Wie der Kanton Nidwalden am Mittwoch mitteilt, wird ein neues Gesetz über die Angebote für Personen mit besonderen Betreuungsbedürfnissen geschaffen. Das neue Betreuungsgesetz gewährleistet die Bereitstellung bedarfsgerechter Angebote für Personen mit besonderen Betreuungsbedürfnissen und ermöglicht es dem Kanton, eine stärkere Rolle in der Planung, Steuerung und Finanzierung einzunehmen. Zudem werde mit dem neuen Gesetz sichergestellt, dass die Leistungserbringer qualitativen und wirtschaftlichen Anforderungen genügen können. Nicht mehr zeitgemässe und überholte rechtliche Grundlagen werden aufgehoben. Im Zentrum des neuen Gesetzes stehen Regelungen für die Bewilligung, Anerkennung, Aufsicht und Finanzierung folgender Betreuungsangebote:

  • Stationäre Einrichtungen für volljährige Personen
  • Werkstätten
  • Tages- und Beschäftigungsstätten für volljährige Personen
  • Aufnahme von minderjährigen Personen ausserhalb des Elternhauses
  • Dienstleistungsangebote in der Familienpflege
  • Ambulante Hilfen

Mit dieser Vorlage sind erstmals alle Betreuungsangebote im selben Erlass gere-gelt und für die Finanzierung der verschiedenen Betreuungsformen gelten einheitliche Verfahren.

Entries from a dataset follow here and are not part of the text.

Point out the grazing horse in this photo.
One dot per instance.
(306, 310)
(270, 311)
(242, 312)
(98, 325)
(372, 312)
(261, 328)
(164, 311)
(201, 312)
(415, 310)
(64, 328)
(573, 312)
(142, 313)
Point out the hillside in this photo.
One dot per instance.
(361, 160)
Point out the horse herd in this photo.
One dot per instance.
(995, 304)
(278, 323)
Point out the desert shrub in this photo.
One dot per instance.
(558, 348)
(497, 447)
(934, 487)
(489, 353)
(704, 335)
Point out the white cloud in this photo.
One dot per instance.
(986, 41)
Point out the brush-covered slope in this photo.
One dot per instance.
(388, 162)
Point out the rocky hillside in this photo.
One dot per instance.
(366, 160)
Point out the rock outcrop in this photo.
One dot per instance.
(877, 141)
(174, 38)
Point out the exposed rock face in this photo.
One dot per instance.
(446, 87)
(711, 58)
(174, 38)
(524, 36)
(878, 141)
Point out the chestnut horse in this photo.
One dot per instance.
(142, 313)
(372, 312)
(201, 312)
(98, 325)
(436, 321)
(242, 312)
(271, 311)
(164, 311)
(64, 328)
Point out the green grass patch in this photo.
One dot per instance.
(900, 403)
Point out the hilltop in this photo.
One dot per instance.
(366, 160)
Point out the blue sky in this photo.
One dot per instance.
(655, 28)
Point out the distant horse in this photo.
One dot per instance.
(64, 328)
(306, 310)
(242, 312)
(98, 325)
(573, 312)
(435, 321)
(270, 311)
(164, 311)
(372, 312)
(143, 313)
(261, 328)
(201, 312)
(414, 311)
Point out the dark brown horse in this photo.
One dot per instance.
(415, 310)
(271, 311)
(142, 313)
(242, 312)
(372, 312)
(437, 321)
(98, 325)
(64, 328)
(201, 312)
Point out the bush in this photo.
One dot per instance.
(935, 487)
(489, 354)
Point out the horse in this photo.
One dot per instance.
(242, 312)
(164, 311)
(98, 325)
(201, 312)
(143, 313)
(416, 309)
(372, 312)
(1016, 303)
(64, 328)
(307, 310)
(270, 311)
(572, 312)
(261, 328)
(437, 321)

Totalrevision des Sozialhilfegesetzes

Das seit 1998 geltende Sozialhilfegesetz wird derzeit einer Totalrevision unterzogen. Die wichtigsten Punkte der Revision liegen in der klareren Kompetenzregelung der kantonalen Sozialkommission, einer Anpassung der Aufgabenteilung von Kanton und Gemeinden an die aktuelle Praxis, einer Präzisierung der Sanktionsmöglichkeiten bei der wirtschaftlichen Sozialhilfe sowie der Abschaffung des negativen Schwelleneffekts bei der Alimentenbevorschussung. Die Revision der Sozialhilfegesetzgebung sieht weder eine Ausweitung noch eine Reduktion der Leistungsaufträge vor. Die Revision sei somit kostenneutral. Hingegen werde die demografische Entwicklung im Heim- und Pflegebereich künftig Mehrkosten verursachen.

Der Regierungsrat hat die Vorlage zuhanden der externen Vernehmlassung verabschiedet.